I'm an undergrad and know nothing about GPUs so forgive me for these questions (...

atq2119 · on April 14, 2022

A modern renderer does rasterization followed by a sequence of post-processing steps that you can think of as compute dispatches (kernels) running one thread per pixel. The reality is often somewhat more complex, but that's a good first approximation.

Those steps tend to be local, so instead of running step 1 on the whole screen, then step 2 on the whole screen, and so on, you could run all steps on the top-left tile (of e.g. 128x128 pixels), then all steps on the next tile, and so on. The downside is that you'll likely have to compute some data in the boundary regions between tiles multiple times.

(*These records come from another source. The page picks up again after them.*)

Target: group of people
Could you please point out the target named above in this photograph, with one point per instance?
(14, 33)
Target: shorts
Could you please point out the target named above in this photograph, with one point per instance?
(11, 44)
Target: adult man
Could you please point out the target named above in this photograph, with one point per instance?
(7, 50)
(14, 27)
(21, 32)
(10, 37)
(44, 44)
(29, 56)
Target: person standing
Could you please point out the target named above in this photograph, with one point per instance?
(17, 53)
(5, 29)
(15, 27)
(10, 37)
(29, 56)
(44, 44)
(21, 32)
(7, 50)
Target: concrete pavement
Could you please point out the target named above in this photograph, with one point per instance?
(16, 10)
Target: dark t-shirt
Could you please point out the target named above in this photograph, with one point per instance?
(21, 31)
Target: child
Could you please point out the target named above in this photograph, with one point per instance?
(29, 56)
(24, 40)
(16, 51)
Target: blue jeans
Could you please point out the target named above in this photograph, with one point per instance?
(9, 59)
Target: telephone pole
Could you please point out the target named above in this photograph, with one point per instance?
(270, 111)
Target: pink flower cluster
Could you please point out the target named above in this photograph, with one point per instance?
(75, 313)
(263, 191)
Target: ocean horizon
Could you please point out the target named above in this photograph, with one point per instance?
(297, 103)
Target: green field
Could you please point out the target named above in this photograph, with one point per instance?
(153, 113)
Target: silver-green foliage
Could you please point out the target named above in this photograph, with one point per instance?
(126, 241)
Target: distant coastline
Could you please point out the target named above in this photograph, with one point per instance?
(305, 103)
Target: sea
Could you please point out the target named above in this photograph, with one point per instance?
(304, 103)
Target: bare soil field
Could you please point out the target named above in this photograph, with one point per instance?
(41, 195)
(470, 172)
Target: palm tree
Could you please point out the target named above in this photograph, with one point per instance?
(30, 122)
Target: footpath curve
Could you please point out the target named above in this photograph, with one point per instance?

The upside is that the bulk of intermediate data between post-processing steps never has to be written out to and read back from memory (modern render targets are too large to fit into traditional caches, though that may be different with the huge cache AMD has built for their latest GPUs).

The same principle can be applied to GPGPU algorithms that have similar locality. This tends to be discussed under the label of "kernel fusion".

vup · on April 14, 2022

My understanding is, that the rasterization process also happens per tile.

One of the cases where this can cause performance problems is, when you want to read the output of a previous render pass. If you want to be able to read arbitrary parts of the output of the previous render pass, the output buffer probably needs to be copied from the tile memory into a memory that can hold the whole buffer at once. Furthermore, this also means that all tiles of the previous render pass need to execute before the next one can run. This limits how much work can be done in parallel.